GROUNDVIEW: Popular, maybe necessary, but deploying the army in townships resurrects terrible memories

We hope that it will be a temporary and effective measure; the verdict is out

Photo of military vehicles

SANDF vehicles patrol the Cape Flats. Photo: Ashraf Hendricks

By GroundUp Editors

19 July 2019

The apartheid government used the army to crush resistance in townships in the 1980s. Together with the police they dished out arbitrary “justice” and committed numerous atrocities. South Africans are rightfully weary of the military being used for law enforcement.

But violence on the Cape Flats is extreme. In 2018 Cape Town had 2,868 homicides, an estimated murder rate of 66 per 100,000, apparently the 11th highest in the world of cities that record this kind of statistic. (Many more cities, such as those in a state of war or with poorly resourced statistical bureaus, are unable to record homicide statistics accurately, and some are more dangerous than Cape Town. But this is cold comfort, especially to the residents of Nyanga, Manenberg and Hanover Park.)

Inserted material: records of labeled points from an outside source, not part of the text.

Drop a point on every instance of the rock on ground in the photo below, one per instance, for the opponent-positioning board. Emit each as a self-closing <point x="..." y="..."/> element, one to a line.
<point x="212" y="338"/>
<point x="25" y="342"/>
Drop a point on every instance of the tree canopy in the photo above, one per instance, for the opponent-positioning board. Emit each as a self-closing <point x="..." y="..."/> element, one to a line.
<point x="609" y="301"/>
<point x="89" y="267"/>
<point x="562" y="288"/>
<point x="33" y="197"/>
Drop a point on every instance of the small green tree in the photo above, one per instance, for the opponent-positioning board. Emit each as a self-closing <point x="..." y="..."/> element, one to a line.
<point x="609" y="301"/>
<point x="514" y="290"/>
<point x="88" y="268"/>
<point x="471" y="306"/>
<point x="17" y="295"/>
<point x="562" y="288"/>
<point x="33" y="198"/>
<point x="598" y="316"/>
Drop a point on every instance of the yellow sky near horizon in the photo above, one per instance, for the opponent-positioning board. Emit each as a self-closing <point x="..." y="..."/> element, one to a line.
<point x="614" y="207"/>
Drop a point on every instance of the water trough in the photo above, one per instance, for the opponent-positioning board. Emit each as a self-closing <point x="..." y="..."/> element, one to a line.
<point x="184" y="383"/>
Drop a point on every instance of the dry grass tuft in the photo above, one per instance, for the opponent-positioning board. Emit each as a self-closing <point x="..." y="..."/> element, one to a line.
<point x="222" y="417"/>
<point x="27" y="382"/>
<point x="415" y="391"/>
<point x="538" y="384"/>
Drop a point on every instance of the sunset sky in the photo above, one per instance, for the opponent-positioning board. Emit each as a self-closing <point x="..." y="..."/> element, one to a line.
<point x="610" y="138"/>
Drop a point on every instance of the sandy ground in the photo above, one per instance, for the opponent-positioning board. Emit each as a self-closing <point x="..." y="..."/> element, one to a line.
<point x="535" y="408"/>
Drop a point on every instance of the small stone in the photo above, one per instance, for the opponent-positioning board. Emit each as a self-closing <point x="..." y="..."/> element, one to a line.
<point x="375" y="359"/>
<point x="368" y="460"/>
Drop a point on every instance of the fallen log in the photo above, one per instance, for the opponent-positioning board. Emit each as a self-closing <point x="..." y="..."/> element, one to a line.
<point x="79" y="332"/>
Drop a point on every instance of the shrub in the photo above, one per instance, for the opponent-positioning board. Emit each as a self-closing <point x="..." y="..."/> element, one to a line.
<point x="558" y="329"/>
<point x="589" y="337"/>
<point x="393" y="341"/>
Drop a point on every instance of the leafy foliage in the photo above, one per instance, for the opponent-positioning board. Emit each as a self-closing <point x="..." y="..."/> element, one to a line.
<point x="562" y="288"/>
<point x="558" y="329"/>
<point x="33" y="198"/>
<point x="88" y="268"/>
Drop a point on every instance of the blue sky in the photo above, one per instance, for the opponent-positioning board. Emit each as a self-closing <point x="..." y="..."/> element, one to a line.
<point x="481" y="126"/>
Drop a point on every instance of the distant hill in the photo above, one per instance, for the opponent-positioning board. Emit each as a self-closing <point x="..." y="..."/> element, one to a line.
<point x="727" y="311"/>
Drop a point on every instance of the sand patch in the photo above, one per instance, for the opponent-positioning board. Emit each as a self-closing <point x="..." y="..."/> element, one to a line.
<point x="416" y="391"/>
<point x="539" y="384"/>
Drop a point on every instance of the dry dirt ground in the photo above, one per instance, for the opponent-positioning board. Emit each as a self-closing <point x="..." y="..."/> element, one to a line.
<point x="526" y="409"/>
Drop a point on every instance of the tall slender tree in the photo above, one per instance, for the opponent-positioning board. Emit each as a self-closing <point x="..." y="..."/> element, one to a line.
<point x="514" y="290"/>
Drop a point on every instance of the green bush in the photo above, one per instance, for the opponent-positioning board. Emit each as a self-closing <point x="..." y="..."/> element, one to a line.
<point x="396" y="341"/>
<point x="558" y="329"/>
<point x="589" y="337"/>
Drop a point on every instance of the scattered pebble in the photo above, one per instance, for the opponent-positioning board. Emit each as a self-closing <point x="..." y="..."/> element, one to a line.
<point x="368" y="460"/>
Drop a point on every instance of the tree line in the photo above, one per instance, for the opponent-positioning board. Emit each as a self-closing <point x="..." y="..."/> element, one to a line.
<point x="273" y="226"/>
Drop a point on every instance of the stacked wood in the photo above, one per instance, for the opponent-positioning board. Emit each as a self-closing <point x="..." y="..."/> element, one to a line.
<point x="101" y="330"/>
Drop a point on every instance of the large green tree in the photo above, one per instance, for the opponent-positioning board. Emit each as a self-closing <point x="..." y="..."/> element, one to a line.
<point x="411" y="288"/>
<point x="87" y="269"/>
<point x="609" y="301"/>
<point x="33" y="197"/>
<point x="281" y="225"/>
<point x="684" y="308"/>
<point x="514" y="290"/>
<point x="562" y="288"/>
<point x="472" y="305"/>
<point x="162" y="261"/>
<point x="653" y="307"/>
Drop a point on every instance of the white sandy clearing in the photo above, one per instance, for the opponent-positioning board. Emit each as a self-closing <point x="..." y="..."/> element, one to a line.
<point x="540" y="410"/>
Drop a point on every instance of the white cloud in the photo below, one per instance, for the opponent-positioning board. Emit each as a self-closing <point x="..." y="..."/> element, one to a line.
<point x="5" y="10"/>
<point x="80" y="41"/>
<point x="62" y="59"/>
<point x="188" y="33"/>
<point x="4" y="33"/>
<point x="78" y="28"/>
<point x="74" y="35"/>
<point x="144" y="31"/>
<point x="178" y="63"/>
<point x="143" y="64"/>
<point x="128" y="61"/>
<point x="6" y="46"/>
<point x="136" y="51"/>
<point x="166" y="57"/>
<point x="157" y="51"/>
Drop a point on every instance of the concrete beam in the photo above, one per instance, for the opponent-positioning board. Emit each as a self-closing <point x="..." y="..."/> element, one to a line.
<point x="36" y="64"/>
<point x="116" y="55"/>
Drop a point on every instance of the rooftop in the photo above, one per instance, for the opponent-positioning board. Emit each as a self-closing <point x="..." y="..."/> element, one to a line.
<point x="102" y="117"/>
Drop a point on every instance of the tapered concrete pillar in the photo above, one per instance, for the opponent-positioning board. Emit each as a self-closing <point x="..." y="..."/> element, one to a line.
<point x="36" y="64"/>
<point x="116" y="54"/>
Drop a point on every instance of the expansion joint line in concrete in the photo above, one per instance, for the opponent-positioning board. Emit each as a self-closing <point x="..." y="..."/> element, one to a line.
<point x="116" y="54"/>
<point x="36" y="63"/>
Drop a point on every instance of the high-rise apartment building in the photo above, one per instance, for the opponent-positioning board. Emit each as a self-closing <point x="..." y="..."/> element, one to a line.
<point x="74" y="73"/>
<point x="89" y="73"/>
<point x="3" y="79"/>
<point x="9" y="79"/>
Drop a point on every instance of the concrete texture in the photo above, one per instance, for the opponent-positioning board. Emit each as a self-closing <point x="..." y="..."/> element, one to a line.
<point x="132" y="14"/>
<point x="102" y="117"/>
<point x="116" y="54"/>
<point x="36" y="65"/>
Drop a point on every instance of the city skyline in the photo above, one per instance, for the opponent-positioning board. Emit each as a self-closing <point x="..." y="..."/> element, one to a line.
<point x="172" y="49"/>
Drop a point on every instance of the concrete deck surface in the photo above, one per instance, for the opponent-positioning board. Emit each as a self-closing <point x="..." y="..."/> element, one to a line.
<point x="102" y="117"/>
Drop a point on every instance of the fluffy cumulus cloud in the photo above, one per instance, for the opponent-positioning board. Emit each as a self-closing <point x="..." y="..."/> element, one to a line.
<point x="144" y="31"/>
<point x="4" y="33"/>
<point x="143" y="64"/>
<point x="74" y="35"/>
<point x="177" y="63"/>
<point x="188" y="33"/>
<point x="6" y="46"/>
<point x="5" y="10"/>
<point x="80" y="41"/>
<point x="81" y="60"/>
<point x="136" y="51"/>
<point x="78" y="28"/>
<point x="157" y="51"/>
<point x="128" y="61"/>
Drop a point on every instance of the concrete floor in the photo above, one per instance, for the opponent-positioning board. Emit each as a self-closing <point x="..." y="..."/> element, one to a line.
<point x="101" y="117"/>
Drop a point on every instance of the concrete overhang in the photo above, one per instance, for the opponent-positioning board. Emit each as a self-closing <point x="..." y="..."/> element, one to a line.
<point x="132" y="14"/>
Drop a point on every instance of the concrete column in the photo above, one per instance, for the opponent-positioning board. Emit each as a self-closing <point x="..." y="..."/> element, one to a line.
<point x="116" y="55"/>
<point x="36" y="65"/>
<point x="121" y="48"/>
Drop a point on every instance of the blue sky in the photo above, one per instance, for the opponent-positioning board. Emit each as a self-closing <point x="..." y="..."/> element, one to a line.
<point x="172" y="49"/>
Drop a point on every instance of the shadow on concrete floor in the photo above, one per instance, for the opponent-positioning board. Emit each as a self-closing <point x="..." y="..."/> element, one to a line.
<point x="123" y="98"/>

The police, severely under-resourced, appear almost powerless to stem gang-related murders. This is why Cape Flats residents, who describe themselves as hostages and who live in fear, welcomed the deployment of the SANDF on Thursday. Under apartheid the army was not welcome, and this is a different army as President Ramaphosa has emphasised. But armies are dangerous and not meant to be used to do the job of the police.

It’s too easy to criticise the SANDF deployment if one lives in a safer suburb (although very few suburbs in Cape Town are safe compared to most of the world). We hope that it will be a temporary and effective measure; the verdict is out.

The fact that it has come to this is a failure of our society. It’s hard to articulate the causes of this failure. Why homicide rates are high here and low there, or go up and down, is a much studied but contested area of research.

Nevertheless, we suspect a combination of factors have created this situation: poor policing; absurdly slow court systems; prisons that turn people into worse criminals by the time they leave than when they came in; the breakdown of community and family life in part because of economic hardship, especially unemployment; a lack of extramural facilities for youths; the popularity of hard drugs among many young people trying to cope with their difficult circumstances; and numerous gangs that are able to sell drugs to buy illegal firearms, sometimes from corrupt police officers.

Unless these problems improve we may find that sending in the army becomes normal. It should never come to that.